Idiopathic Parkinson’s disease (PD) is primarily considered a movement disorder.¹ Non-motor symptoms are common, yet often go unrecognised under the shadow of dominating motor symptoms.² However, in recent years non-motor symptoms have gained increasing clinical attention and importance.^2,3 Non-motor symptoms comprise a variety of neuropsychiatric, cognitive, sleep, autonomic and sensory disorders, and their broad-ranging manner represents the wide array of neuropathological changes associated with PD.⁴

Neuropsychiatric symptoms

While overall non-motor symptoms correlate with age and are predominantly found in advanced disease, many of them antedate motor symptoms and can be used as pre-clinical markers of PD.⁵ These non-motor symptoms of PD have massive effects on the patient and may be associated, in their own right, with severe disability, reduced life expectancy, decreased quality of life (QOL), and may indeed precipitate hospitalisation.⁵

The neuropsychiatric symptoms of PD are vast, and include depression, apathy, anxiety, psychosis and impulse control disorders.^5,6

Neuropsychiatric dysfunction has huge implications for the PD patient.
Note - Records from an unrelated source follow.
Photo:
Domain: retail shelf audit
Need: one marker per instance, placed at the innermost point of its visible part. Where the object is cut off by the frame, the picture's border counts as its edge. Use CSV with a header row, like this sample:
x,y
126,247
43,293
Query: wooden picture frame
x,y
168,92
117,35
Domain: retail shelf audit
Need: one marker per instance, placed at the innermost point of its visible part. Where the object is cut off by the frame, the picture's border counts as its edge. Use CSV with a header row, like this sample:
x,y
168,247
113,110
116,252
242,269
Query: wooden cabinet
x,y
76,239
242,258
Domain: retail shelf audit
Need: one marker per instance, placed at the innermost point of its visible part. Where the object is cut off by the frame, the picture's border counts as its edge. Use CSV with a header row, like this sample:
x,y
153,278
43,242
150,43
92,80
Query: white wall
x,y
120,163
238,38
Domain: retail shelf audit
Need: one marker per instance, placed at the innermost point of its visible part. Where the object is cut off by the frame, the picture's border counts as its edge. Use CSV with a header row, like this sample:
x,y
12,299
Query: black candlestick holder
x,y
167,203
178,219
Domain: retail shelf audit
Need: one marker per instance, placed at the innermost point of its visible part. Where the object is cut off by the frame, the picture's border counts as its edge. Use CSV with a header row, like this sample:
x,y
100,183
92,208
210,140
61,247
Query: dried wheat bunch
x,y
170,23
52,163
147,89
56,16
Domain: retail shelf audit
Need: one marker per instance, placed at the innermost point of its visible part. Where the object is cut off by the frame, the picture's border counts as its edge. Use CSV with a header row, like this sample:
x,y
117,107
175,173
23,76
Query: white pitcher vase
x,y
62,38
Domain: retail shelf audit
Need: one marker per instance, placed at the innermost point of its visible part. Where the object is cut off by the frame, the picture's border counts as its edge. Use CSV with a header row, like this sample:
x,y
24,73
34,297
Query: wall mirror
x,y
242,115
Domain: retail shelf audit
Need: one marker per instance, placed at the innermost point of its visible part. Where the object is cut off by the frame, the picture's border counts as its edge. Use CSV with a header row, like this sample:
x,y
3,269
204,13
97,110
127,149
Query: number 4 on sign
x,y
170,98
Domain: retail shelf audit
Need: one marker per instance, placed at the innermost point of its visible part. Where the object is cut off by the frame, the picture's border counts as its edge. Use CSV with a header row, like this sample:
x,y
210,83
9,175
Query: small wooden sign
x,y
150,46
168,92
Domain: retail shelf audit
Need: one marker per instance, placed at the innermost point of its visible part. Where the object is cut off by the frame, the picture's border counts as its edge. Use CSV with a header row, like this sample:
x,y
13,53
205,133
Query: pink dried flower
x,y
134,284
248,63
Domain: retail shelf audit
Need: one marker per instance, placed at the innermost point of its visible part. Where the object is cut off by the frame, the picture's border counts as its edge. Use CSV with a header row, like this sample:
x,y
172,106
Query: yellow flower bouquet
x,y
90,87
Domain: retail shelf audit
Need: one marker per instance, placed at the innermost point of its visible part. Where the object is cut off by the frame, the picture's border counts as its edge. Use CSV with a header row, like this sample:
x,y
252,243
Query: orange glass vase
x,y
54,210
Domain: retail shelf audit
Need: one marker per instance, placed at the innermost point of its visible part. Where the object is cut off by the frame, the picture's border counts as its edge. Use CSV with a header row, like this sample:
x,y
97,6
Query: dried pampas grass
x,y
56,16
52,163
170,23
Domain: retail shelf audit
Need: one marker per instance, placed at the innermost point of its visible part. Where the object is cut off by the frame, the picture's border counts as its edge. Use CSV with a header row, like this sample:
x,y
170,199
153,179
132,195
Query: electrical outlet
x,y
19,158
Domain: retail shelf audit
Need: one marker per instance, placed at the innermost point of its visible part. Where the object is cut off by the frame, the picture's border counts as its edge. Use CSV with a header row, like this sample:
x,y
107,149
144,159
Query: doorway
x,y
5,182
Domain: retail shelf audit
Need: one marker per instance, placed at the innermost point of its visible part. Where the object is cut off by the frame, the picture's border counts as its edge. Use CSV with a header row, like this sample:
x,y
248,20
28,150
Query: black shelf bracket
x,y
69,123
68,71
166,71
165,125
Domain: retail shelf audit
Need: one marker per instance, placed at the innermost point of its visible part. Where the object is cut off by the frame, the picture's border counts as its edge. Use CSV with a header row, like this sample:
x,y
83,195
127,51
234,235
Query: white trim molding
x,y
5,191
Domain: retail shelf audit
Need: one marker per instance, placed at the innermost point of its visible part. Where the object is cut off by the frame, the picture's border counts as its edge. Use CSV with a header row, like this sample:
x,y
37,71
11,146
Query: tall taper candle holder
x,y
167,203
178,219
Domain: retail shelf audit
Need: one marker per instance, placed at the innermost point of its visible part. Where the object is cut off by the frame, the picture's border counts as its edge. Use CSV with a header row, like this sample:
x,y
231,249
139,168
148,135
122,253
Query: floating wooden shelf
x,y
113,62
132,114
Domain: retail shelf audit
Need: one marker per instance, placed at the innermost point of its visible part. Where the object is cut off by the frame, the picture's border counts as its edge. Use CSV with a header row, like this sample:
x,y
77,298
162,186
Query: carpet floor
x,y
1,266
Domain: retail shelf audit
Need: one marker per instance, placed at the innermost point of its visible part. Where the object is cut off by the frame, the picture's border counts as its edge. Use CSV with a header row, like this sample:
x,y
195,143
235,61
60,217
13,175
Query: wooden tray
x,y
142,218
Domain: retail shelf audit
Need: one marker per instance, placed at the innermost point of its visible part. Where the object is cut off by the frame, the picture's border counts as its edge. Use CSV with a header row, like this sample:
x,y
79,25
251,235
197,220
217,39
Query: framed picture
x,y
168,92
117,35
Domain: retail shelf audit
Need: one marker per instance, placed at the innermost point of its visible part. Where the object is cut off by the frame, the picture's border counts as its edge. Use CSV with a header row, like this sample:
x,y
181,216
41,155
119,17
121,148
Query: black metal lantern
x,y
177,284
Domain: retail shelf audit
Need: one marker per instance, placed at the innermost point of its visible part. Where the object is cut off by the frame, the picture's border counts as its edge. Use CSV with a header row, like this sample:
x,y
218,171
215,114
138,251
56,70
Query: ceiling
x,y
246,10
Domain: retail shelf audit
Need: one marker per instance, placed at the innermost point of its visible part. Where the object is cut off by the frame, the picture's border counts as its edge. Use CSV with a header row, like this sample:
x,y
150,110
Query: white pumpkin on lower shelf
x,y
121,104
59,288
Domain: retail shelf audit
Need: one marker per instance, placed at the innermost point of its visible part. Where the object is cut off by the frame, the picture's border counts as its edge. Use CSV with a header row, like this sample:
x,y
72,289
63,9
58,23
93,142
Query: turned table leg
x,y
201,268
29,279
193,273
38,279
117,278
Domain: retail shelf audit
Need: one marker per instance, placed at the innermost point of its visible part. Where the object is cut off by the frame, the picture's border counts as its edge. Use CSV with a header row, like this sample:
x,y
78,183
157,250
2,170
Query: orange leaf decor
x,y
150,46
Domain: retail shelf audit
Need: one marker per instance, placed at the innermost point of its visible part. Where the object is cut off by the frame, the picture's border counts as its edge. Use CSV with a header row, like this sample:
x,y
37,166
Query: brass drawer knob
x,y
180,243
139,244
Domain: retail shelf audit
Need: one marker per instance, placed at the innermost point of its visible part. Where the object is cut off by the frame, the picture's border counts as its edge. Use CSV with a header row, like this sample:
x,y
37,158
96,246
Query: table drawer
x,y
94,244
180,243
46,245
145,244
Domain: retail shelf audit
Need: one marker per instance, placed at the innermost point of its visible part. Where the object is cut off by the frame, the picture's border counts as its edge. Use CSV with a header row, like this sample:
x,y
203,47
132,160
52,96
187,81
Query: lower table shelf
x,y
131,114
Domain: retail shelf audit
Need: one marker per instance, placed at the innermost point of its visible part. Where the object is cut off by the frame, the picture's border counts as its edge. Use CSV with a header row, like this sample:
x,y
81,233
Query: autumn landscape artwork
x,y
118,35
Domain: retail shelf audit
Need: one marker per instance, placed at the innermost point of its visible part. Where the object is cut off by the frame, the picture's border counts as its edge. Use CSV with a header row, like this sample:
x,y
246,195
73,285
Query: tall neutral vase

Indeed, depression is the most significant predictor of patient QOL while psychosis is a key factor leading to institutionalisation.¹ Not only do the neuropsychiatric symptoms of PD affect the patient’s QOL and life expectancy, they also increase the burden of disease on those close to the patient, with devastating effects on relationships.^7,8,9

Approximately 40% of patients with PD have clinical depression.⁴ While some of the depressive symptoms in PD may occur as a reaction to diagnosis, there is general consensus that a PD-specific pathology plays an integral role in the development with multiple neurotransmitter deficiencies occurring in parallel with Lewy body deposition in connected brainstem loci.^2,5 This hypothesis is supported by the finding that depressive episodes and/or anxiety disorders precede motor symptom onset in up to 30% of patients.^1,2

Parkinson’s sufferers with depression generally exhibit less guilt, sense of failure and self-destructive thoughts when compared with patients with primary major depression.⁶

Apathy is recognised as a distinctive and independent symptom of PD and refers to a set of behavioural, emotional and cognitive features.^5,10 As with depression, it may also have both neurodegenerative and reactive elements.⁵ Anxiety is reported in 20-40% of PD patients and may be related to dopaminergic drug-induced motor fluctuations.^1,2 Manifestations include generalised anxiety disorder, panic attacks, agoraphobia and social phobias.⁴

Psychosis encompasses some of the most challenging non-motor symptoms of PD, occurring in up to 40% of patients.^1,5 Psychotic symptoms are usually mild and include visual hallucinations, illusions, and passage and presence hallucinations. However, in some cases manifestations may be more sinister, including delusions, paranoid ideation and delirium, becoming more frequent with disease progression.^5,10

Hallucinations usually occur in the context of one of two clinical situations: either as a superimposed medical condition following, for example, an infection, or due to the effects of dopaminergic therapy.⁶ Drug-induced hallucinations are more common in elderly and early-onset patients, while late-onset hallucinations are associated with cognitive impairment.⁶ Lewy body deposition and genetic predisposition have also been postulated as potential causes of psychosis.^4,11

Impulse control disorders can also be attributed to adverse drug reactions affecting the mesolimbic pathway.⁵ These include pathological gambling and shopping, punding, binge eating and hypersexuality.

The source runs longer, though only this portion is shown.